Seitdem läuft leider nichts mehr. Er war nun bei 5 Unternehmen angestellt und ist nie durch die Probezeit gekommen. Teilweise lag es an seiner Unpünktlichkeit, teilweise weil er zu faul war und manchmal ohne genannten Grund. Ich habe versucht über die Agentur oder den Fachbereich Jugend und Soziales an Hilfe zu kommen. Bisher mit nur wenig Erfolg.

Leider sind meine Eltern zeitlich ,genau wie ich, eingebunden, sodass er zu Hause rumsitzt und nichts tut.
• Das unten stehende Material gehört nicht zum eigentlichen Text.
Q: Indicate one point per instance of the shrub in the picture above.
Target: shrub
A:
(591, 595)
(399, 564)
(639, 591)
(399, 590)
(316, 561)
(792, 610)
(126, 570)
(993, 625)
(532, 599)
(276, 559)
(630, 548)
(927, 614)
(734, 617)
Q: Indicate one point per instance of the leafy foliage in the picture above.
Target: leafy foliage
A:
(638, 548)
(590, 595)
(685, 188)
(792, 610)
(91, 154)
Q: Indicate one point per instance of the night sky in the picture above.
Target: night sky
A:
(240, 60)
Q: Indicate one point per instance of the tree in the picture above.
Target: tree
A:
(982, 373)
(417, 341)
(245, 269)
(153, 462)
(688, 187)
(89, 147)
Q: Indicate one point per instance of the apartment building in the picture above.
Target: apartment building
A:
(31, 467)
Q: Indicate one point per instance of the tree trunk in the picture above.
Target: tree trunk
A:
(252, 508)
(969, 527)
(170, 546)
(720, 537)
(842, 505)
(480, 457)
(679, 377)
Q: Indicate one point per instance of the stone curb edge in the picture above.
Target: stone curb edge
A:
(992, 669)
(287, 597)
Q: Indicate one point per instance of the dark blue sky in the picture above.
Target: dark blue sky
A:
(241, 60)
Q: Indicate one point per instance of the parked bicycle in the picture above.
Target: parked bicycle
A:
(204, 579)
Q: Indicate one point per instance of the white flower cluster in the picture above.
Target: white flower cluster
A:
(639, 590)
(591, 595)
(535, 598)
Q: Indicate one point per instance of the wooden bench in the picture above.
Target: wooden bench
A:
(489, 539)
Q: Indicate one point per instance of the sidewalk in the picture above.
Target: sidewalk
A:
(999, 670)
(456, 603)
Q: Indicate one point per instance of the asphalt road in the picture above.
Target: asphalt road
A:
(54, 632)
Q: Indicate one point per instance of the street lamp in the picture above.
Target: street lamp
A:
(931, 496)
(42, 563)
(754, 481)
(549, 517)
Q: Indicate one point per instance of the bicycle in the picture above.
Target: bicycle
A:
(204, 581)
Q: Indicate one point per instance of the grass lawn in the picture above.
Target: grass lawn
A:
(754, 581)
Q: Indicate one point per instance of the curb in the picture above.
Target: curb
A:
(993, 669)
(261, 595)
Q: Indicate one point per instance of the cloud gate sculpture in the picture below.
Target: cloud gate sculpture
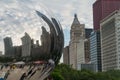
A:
(31, 41)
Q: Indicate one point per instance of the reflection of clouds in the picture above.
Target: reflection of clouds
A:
(16, 18)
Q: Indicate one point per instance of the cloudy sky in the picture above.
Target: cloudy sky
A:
(64, 10)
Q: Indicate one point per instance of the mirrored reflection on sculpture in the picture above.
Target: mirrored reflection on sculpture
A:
(31, 41)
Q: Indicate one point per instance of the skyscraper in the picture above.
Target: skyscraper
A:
(66, 55)
(95, 50)
(76, 46)
(26, 45)
(8, 46)
(102, 8)
(110, 41)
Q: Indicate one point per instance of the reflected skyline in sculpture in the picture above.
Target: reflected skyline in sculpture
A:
(30, 39)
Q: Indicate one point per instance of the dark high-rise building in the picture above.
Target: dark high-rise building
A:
(102, 8)
(87, 44)
(95, 50)
(8, 46)
(66, 55)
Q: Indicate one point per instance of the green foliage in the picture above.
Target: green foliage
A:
(65, 72)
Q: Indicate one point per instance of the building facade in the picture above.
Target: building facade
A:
(87, 44)
(110, 41)
(66, 55)
(95, 50)
(76, 45)
(26, 45)
(8, 47)
(102, 8)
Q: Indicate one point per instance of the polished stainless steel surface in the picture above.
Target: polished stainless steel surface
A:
(31, 41)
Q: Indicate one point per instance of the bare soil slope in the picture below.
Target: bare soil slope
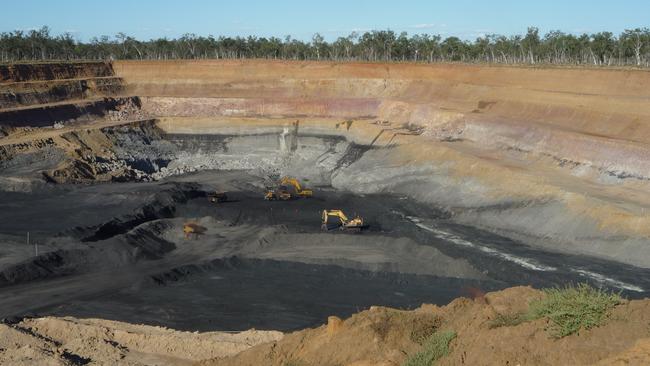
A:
(383, 336)
(70, 341)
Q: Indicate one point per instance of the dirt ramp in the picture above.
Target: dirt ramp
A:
(70, 341)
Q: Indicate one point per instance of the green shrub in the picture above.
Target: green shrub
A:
(436, 346)
(508, 320)
(574, 307)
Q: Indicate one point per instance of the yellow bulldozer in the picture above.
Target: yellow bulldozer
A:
(336, 219)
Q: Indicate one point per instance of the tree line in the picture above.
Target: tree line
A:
(631, 47)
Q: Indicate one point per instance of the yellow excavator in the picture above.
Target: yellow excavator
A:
(283, 194)
(289, 181)
(333, 219)
(217, 197)
(275, 195)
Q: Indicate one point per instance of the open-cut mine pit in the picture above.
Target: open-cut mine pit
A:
(469, 178)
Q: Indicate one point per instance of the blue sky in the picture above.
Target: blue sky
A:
(145, 19)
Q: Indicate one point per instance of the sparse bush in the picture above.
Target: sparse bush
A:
(508, 320)
(574, 307)
(294, 362)
(435, 347)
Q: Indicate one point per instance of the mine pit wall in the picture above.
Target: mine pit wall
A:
(47, 115)
(22, 72)
(15, 94)
(555, 157)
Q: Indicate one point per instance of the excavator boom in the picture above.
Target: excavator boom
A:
(337, 219)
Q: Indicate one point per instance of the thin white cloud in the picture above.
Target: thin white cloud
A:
(422, 26)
Wir haben ihn versucht durch Projekte an die Hausarbeit zu leiten. Nachhaltig war jedoch nichts. Er hat kein Gefühl für Ordnung oder Tatendrang, wenn es darum geht etwas zu Putzen, zu Kochen oder sich um einen Job zu kümmern.

Wenn ich ihm jedoch einen Job besorgt habe, gibt er sein Bestes. Leider reicht dies bei vielen Unternehmen nicht.

Was kann ich noch machen? Ich habe nun an eine Umschulung oder eine weitere Ausbildung gedacht..zum Glück kann er noch zu Hause wohnen. Besonders wichtig ist es, dass er stets Krankenversichert ist. Die Agentur hat ihm nach seiner letzten Kündigung erst in 2 Monaten den nächsten Beratungstermin angeboten, bei der selben Beraterin, die bisher völlig ohne Erfolg vermittelt hat. Gibt es Möglichkeiten die Beratung zu wechseln, oder an einen schnelleren Termin zu kommen?

Gibt es Fördermöglichkeiten? Beruflicher oder finanzieller Art? Da ihm nie eine Behinderung attestiert wurde, finde ich kaum Informationen zu Fördermöglichkeiten. Durch seine Lernschwäche fällt es Ihm schwer sich Dinge beim ersten Mal zu merken. Oft benötigt er mehrere Anläufe, was dazu führt, dass Unternehmen ihn für "zu doof" einstufen. Kennt vielleicht jemand Unternehmen, die gerade auf solche Krankheiten eingestellt sind?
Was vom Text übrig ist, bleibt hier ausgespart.